>Does anyone have a tutorial describing how to make replacement stanley totes and knobs? Any templates? I found a nice stash of beautful rosewood and would like to make some replacements. I can bandsaw out the pattern, but what other techniques are used? Router? Sanders? Files? With folks selling the replacement ones so cheap on ebay, it must be patterns and jigs, but how? Thanks
>Getting the hole for the tote rod at the correct angle and perfectly centered is the only hard part--even a drill press can wander over a 4 1/2" throw. I use a brace and start with slightly thicker stock than needed, mark the angle from an existing tote, and then drill. It will be a little off at the end, so the fix is to scribe the right offset from the hole at both ends, and scrub/level the waste. It's very straightforward to trace an existing tote onto paper and make any adjustments you want from there. The first one took longer, but at this point, it takes me about an hour from rough stock to ready for finishing.

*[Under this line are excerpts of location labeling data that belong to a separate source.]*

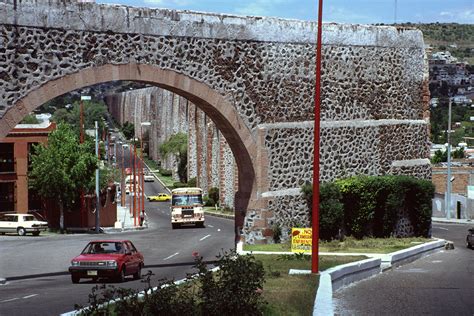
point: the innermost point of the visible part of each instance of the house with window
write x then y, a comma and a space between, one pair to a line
15, 151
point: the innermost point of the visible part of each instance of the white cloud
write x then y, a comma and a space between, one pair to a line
459, 16
260, 7
342, 15
170, 3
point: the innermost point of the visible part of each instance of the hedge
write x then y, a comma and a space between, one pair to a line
371, 205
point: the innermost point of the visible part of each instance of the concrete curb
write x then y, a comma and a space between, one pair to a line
219, 215
400, 257
343, 275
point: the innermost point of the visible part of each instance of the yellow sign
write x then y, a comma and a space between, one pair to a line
301, 240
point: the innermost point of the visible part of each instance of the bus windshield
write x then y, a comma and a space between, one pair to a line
186, 199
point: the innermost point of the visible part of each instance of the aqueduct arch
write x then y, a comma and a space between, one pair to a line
254, 76
215, 106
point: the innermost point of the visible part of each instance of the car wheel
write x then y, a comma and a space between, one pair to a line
121, 276
138, 274
75, 279
21, 231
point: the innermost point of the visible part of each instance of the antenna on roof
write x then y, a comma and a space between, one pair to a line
395, 13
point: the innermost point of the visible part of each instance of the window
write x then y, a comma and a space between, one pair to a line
7, 157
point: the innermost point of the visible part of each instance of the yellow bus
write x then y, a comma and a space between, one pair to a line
187, 207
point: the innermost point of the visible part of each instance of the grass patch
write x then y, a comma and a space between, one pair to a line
294, 294
366, 245
219, 210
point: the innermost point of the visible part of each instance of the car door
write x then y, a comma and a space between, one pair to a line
128, 258
136, 257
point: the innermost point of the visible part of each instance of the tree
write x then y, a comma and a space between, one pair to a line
30, 119
177, 144
128, 130
93, 111
62, 168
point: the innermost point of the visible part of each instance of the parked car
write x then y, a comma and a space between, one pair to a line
148, 177
114, 259
21, 224
162, 197
470, 238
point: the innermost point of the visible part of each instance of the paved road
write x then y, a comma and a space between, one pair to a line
439, 284
167, 253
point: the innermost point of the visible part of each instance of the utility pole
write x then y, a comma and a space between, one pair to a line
97, 210
317, 123
448, 182
81, 141
134, 174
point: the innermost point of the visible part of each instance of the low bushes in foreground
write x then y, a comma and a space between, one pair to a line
234, 289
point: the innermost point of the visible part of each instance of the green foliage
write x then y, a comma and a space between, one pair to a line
224, 292
166, 172
93, 111
331, 211
372, 204
369, 206
459, 153
276, 231
30, 119
192, 182
128, 130
440, 156
62, 168
179, 185
214, 195
177, 145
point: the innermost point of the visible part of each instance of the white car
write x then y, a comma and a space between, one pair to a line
148, 177
21, 224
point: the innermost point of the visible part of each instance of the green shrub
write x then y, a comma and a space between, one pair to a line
179, 185
192, 182
214, 195
166, 172
331, 211
372, 205
224, 292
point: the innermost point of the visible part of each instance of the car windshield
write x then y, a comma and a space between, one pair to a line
181, 200
103, 247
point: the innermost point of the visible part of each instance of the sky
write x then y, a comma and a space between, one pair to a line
340, 11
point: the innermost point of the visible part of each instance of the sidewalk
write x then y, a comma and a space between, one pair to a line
125, 221
452, 220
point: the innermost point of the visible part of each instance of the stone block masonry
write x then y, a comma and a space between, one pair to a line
252, 76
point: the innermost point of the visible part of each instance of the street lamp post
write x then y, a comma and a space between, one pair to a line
317, 115
97, 210
141, 154
448, 181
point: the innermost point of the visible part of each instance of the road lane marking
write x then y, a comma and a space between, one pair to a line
169, 257
9, 300
204, 237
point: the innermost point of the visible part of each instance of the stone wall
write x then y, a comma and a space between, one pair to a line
210, 160
253, 76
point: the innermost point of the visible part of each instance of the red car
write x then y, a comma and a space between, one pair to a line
107, 259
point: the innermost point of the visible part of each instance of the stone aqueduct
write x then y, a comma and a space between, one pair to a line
253, 76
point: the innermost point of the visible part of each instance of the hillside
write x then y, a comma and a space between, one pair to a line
441, 35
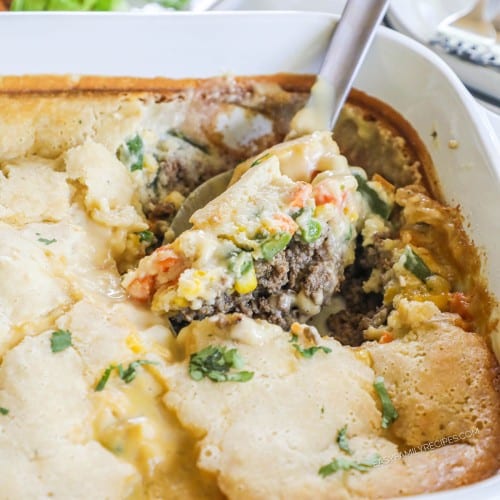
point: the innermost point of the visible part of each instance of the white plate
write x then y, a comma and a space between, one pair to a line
420, 19
397, 70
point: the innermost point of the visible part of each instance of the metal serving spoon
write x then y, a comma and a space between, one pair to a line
348, 46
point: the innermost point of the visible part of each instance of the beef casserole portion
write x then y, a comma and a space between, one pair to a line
243, 398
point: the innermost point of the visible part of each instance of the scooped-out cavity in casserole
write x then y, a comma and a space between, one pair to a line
138, 365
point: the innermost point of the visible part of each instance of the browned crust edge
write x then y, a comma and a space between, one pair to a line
77, 85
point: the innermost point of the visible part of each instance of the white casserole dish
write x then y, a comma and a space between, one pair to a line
398, 70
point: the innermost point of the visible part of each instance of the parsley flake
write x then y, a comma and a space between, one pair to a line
258, 161
45, 241
126, 374
342, 440
389, 413
60, 340
346, 464
129, 374
309, 352
215, 363
104, 379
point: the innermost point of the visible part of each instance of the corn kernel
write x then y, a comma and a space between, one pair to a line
246, 283
134, 344
364, 356
180, 302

Timing is everything, and I'm doing another this week--can take pictures if interested. The shot below is of one that I did for #8, sligtly larger and wider in cross section than the original.

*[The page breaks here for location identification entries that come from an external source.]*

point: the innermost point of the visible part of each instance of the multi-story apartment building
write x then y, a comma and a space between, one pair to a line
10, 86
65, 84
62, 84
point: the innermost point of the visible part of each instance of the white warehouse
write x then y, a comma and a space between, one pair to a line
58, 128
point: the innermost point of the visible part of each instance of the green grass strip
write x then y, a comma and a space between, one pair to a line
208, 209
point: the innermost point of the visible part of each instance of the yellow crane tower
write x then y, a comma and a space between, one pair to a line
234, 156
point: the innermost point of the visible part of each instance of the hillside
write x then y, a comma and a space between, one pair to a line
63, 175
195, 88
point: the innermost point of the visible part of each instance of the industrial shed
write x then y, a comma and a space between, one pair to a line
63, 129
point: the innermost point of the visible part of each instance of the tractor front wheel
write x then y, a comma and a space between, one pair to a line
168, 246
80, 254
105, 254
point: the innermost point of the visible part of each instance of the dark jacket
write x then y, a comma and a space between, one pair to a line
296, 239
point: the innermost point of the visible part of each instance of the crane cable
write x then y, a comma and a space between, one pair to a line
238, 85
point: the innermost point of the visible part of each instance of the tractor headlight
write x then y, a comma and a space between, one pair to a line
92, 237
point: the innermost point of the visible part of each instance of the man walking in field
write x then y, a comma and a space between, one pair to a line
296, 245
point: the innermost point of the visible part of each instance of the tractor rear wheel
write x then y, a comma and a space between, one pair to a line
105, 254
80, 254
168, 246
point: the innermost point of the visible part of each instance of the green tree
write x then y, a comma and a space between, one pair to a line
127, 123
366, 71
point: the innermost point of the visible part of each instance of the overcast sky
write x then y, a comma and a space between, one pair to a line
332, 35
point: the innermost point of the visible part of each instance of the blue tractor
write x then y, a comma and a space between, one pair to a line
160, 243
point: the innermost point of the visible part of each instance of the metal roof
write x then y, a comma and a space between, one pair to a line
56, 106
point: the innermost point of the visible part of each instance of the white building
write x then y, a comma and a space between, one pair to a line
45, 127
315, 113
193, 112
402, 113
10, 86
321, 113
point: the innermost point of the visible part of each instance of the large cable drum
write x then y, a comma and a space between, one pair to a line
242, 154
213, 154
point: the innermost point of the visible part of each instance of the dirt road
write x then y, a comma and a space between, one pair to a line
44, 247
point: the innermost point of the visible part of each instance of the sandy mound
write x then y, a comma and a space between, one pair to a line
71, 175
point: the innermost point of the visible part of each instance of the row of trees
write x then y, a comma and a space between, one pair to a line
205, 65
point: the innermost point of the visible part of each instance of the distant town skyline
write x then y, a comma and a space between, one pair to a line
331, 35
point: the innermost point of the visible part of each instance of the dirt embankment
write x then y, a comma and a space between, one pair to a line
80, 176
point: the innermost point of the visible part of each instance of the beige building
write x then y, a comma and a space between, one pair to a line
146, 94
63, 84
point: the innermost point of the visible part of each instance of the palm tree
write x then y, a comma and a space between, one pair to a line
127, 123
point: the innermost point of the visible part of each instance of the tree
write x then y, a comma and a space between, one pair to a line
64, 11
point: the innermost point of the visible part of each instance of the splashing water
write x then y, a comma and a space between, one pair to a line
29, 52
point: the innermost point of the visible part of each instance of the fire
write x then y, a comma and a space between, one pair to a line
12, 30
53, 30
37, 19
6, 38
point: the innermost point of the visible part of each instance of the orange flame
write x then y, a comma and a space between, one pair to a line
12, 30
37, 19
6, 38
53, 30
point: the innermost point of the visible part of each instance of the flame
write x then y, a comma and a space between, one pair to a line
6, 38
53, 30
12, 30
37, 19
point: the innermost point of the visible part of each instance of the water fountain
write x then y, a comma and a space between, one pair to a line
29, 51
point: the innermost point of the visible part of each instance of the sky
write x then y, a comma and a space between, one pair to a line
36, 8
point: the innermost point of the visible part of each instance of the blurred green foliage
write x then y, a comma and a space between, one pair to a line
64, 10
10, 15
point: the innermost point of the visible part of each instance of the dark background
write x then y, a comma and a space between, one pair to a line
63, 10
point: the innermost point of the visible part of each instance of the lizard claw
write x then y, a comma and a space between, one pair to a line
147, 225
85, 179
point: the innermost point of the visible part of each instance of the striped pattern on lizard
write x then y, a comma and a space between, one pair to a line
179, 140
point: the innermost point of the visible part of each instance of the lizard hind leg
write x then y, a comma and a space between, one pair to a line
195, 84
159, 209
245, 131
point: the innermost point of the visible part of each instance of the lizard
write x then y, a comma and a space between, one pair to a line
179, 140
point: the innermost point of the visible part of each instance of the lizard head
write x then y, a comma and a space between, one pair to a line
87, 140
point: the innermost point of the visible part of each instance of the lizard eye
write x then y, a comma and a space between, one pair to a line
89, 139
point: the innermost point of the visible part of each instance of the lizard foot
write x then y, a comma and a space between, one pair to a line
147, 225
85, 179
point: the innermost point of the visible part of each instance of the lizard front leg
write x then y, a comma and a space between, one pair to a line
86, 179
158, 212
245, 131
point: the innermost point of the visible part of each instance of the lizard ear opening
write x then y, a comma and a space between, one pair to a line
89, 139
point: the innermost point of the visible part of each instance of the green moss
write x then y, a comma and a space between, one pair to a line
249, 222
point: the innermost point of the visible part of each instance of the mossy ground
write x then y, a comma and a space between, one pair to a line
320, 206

>Informative link, Thanks Rolf. Even tho I don't speak, read, nor write German the pictures where more than adiquate to follow along and understand the process for making that tote. Very good photo essay indeed. While veiwing it I got to thinking once again that there are some things that are of Universal Language such as a Smile, Music, and Woodworking is definately one of them. Once whilst bumping along the streets of Toulon France I hapt upon a woodworking shop which I thought was an antiqure tool shop. Inside I go and starting "browsing and fondling" the tools much to the annoyance of the shopkeeper. Once he conveyed that this was his shop and not an atique store he got along famously. He demonstrated some tools, I admired the designs differences of the tools. Apparently these tools either belonged to his Grandfather or Great-Grandfather, I wasn't exactly sure, but they where old, and he obviously treasured them. I also got along well with the shop keeps in Italian woodworking shops. Yessir, woodworking is a Universal language in my book.

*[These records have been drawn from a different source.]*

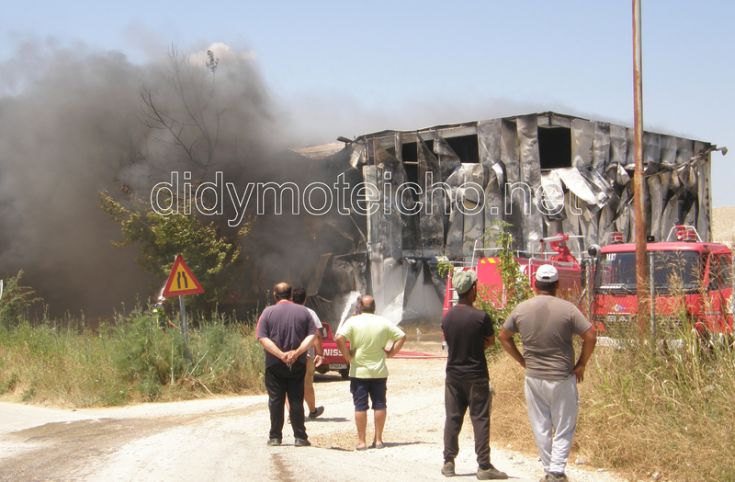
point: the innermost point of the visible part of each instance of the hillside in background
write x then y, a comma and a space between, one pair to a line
723, 224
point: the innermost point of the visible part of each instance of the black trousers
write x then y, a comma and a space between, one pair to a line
282, 381
458, 396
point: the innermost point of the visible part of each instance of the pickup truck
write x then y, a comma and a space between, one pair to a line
333, 359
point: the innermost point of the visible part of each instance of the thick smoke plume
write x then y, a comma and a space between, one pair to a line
74, 122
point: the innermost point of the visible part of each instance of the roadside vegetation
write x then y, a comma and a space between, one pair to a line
129, 358
649, 409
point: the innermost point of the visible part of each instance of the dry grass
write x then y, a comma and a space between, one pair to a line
640, 412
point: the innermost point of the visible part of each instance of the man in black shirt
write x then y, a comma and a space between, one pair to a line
286, 332
467, 332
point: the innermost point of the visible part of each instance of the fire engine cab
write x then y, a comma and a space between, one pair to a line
554, 250
688, 276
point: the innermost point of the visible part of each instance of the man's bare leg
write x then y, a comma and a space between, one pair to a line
361, 423
380, 416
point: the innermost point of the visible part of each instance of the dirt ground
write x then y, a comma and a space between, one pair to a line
225, 439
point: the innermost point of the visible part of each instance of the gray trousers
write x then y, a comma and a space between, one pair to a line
552, 410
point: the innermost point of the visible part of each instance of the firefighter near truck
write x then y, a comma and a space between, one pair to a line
690, 281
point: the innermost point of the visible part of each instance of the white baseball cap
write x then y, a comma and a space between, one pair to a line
547, 273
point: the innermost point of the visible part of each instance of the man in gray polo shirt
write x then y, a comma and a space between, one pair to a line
286, 331
546, 325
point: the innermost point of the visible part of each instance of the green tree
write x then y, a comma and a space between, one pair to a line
16, 302
209, 252
516, 286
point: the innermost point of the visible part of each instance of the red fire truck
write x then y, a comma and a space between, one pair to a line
689, 277
333, 358
554, 250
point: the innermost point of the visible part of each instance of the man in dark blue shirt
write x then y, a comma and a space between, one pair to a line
467, 332
286, 332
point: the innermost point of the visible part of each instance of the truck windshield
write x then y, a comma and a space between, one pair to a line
672, 270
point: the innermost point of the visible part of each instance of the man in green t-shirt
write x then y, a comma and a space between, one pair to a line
369, 335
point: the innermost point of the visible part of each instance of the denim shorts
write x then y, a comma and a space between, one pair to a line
374, 387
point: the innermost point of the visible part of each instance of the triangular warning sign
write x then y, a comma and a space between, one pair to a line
181, 281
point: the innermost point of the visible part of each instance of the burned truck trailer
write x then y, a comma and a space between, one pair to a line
440, 191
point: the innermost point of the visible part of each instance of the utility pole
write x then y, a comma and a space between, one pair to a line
641, 258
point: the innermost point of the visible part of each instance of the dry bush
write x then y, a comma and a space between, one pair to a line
641, 410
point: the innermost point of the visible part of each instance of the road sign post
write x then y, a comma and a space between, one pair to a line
182, 282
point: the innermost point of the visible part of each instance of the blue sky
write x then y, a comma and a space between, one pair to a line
377, 65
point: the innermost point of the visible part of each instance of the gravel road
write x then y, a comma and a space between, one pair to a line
225, 439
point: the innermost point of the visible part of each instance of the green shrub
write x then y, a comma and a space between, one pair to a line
132, 359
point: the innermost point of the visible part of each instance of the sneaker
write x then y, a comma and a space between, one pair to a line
316, 413
491, 473
448, 469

>Your pictures are excellent. One in particular caught my attention and I hope I didn't commit a crime by copying it and pasting it here so you might discuss it. The reason is that I've had some trouble doing what you are doing in this picture and wonder if you could give me a pointer on technique.
My files all have a bit of a convex surface on one side and concave surface on the other, even big thick 14" files. As I understand it, this is a given limitation of file design, hardening and tempering: all files are concave-convex to some degree.
Anyway, using a file for the purpose your photo illustrates, especially freehand, in my hands, doesn't give me a flat bed. This is especially true if I'm filing both the metal and the wood. The "flatness" standard I compare my work to is bluing a precision ground 1-2-3 block, which is advertised to be 0.0005" flat. I understand that once you fit/glue the infill, the metal bed and infill bed are less than perfectly aligned and something must be done about it. From the metal work on this particular plane, I assume you also have a vertical milling machine with an end mill cutter. I'm curious why you would use the file and not the end mill.
Could you talk about your file use technique and rationale a little bit?
>My approach is not to file freehand. I build the tote with the exact angle and square to the sides. This is a process which takes some time, because i take very carefully the cuts with a plane. Mounting the tote, checking, planing, mounting...., until it fits almost perfekt to the metal body.
Then I align the wooden and the metal body with a file, but i use the wooden body as a "guide" wraping a piece of paper around the file at the areas where the file touches the wood. If the wooden tote and the iron are almost perfect I remove the paper and file very carefully the finish, checking every time with a straightedge.
My files are also not perfekt, but I think that is no problem, because you can see with the straightedge where to file and remove material.
With these technic I got a plane with a very good performance.